Background: The development of therapeutic interventions for Parkinson disease (PD) is challenged by disease complexity and subjectivity of symptom evaluation. A Parkinson's Disease Related Pattern (PDRP) of glucose metabolism via fluorodeoxyglucose positron emission tomography (FDG-PET) has been reported to correlate with motor symptom scores and may aid the detection of disease-modifying therapeutic effects.
Objectives: We sought to independently evaluate the potential utility of the PDRP as a biomarker for clinical trials of early-stage PD.
Methods: Two machine learning approaches (Scaled Subprofile Model (SSM) and NPAIRS with Canonical Variates Analysis) were performed on FDG-PET scans from 17 healthy controls (HC) and 23 PD patients. The approaches were compared regarding discrimination of HC from PD and relationship to motor symptoms.

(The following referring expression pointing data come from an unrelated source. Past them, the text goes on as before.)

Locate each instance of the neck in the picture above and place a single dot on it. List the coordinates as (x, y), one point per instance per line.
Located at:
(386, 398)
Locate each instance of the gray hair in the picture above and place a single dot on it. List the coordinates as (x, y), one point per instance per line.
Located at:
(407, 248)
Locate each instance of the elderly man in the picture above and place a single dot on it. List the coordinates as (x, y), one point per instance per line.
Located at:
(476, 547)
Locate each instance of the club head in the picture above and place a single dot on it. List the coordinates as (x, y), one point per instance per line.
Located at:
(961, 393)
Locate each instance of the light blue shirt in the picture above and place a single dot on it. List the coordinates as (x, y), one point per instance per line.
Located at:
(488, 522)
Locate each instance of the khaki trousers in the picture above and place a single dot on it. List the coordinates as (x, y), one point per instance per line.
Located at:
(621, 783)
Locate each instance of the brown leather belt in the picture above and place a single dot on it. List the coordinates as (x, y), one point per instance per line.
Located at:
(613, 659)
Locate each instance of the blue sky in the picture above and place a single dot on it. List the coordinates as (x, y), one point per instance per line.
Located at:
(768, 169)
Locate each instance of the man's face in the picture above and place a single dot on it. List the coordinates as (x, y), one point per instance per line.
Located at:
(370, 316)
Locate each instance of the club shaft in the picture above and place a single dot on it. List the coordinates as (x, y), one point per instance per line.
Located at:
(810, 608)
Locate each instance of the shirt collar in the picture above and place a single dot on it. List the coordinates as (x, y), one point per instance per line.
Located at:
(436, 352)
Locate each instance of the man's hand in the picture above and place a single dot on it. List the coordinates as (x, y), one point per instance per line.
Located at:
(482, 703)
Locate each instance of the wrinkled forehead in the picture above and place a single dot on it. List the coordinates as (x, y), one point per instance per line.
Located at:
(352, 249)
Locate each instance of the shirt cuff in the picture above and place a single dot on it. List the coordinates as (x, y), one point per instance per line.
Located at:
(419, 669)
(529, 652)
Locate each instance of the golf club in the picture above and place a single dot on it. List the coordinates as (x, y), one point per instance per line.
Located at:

Results: Both classifiers discriminated HC from PD (p < 0.01, p < 0.03), and classifier scores for age- and gender- matched HC and PD correlated with Hoehn & Yahr stage (R2 = 0.24, p < 0.015) and UPDRS (R2 = 0.23, p < 0.018). Metabolic patterns were highly similar, with hypometabolism in parieto-occipital and prefrontal regions and hypermetabolism in cerebellum, pons, thalamus, paracentral gyrus, and lentiform nucleus relative to whole brain, consistent with the PDRP. An additional classifier was developed using only PD subjects, resulting in scores that correlated with UPDRS (R2 = 0.25, p < 0.02) and Hoehn & Yahr stage (R2 = 0.16, p < 0.06).
Conclusions: Two independent analyses performed in a cohort of mild PD patients replicated key features of the PDRP, confirming that FDG-PET and multivariate classification can provide an objective, sensitive biomarker of disease stage with the potential to detect treatment effects on PD progression.
Keywords: Biomarker; Classifier; FDG PET; PDRP; Parkinson.